Nel clima di incertezza politica che da settimane attraversa il Comune di Avellino, il consigliere di minoranza Rino Genovese interviene con toni netti e riflessioni articolate. Il suo intervento, diffuso questa mattina, si configura come un atto politico ben preciso: denunciare l’attuale assetto amministrativo e al contempo avanzare una proposta alternativa, temporanea ma ambiziosa.
«È matematicamente evidente che questa amministrazione potrebbe sopravvivere solo con l’appoggio del Partito Democratico», esordisce Genovese, che non esita a definire tale eventualità «un delitto politico perfetto, un tradimento nei confronti di tutti gli elettori avellinesi».
Il tradimento, nella visione del consigliere, sarebbe plurimo. «Gli elettori del centrosinistra avevano scelto di votare Gengaro proprio in alternativa a Nargi; gli elettori del patto civico, che al ballottaggio avevano appoggiato Nargi, sono rimasti delusi da un sogno subito svanito, perché tradito: quello di riunire tutte le coalizioni civiche. Persino gli elettori di Nargi, che evidentemente desideravano una continuità con l’amministrazione Festa, si ritroverebbero di fronte a una situazione ben diversa».
Il giudizio si estende anche alla tenuta istituzionale dell’ente. «Sarebbe un tradimento anche nei confronti della legge elettorale, che prevede premi di maggioranza per garantire la governabilità: e invece ci troveremmo con una maggioranza risicatissima».
Da qui, la definizione del momento come «un papocchio politico», in cui – sottolinea Genovese – «il Partito Democratico governerebbe insieme a Forza Italia». Una formula che, a suo dire, sancirebbe «il tradimento di tutto e di tutti».
Alla retorica della responsabilità, spesso evocata nei momenti di crisi, il consigliere risponde con una proposta concreta. «Da più parti si invoca un senso di responsabilità da parte dei consiglieri, e io credo che il più grande senso di responsabilità debba appartenere proprio a loro. Non dovrebbe essere innanzitutto il sindaco a dimettersi, per senso di responsabilità?».
Constatando che tale gesto non è stato compiuto, Genovese rilancia: «Avanzo una proposta. Riuniamoci tutti per dar vita a un’amministrazione di scopo a termine, della durata massima di sei mesi, che possa deliberare — anche in un solo consiglio comunale — quei provvedimenti urgenti di cui tanto si parla».
Una soluzione temporanea, dunque, ma finalizzata a sbloccare la macchina amministrativa. «Ritengo che qualunque commissario straordinario sarebbe in grado di deliberare in maniera più rapida ed efficace di un’amministrazione in queste condizioni».
La proposta si fonda su alcuni punti cardine: «Serve un programma semplice, chiaro, di pochi punti, condiviso.

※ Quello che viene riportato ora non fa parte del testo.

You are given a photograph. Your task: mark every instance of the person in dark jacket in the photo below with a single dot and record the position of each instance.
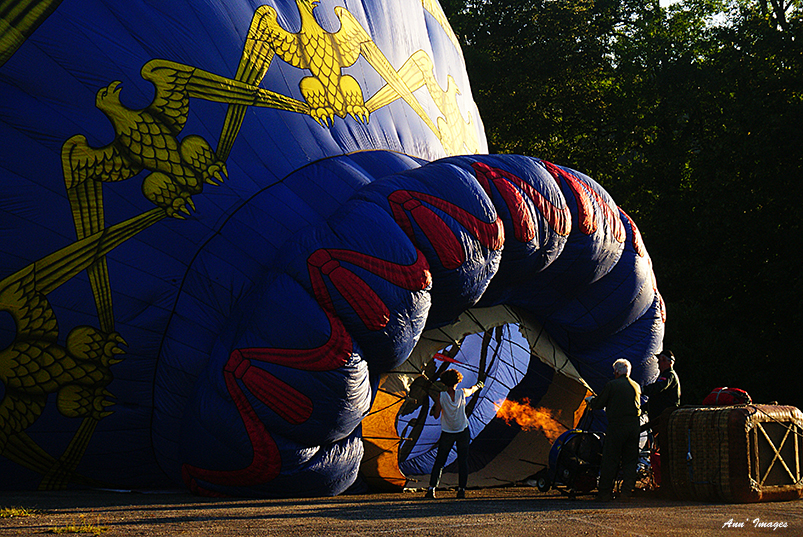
(664, 396)
(621, 399)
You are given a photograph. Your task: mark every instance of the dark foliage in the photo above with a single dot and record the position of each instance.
(691, 117)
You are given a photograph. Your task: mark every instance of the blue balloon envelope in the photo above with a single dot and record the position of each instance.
(231, 232)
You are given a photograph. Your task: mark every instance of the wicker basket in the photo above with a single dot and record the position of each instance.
(742, 454)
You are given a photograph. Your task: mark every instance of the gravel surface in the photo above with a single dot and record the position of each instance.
(507, 512)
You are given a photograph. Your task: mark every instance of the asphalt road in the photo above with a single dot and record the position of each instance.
(506, 512)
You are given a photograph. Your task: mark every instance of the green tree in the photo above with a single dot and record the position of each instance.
(690, 117)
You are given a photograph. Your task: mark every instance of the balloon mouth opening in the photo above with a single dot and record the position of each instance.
(493, 345)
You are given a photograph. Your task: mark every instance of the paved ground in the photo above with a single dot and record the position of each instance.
(507, 512)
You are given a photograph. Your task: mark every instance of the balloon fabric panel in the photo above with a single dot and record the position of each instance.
(224, 224)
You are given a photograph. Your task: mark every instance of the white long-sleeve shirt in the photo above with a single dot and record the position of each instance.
(453, 413)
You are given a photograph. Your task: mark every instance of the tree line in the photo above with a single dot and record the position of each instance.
(691, 117)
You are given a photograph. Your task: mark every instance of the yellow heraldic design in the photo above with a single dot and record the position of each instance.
(457, 135)
(328, 91)
(35, 365)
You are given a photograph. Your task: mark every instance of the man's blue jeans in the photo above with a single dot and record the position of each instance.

Ma soprattutto serve un innesto esterno di altissimo profilo. Solo così posso avere la certezza di parlare con persone realmente interessate al bene della città».
Infine, Genovese pone un discrimine netto tra politica e interesse personale: «Se, invece, l’obiettivo di alcuni consiglieri è semplicemente ottenere una nomina ad assessore, allora non stiamo parlando del bene comune, ma del tornaconto personale».
Parole che, certamente, non lasciano margini all’ambiguità, e che pongono interrogativi destinati a rimanere sul tavolo nelle prossime settimane, quando Avellino dovrà decidere se imboccare la via del commissariamento, della sopravvivenza politica o di una transizione diversa. Qualsiasi cosa accadrà, però, dovrà avvenire nel minor tempo possibile.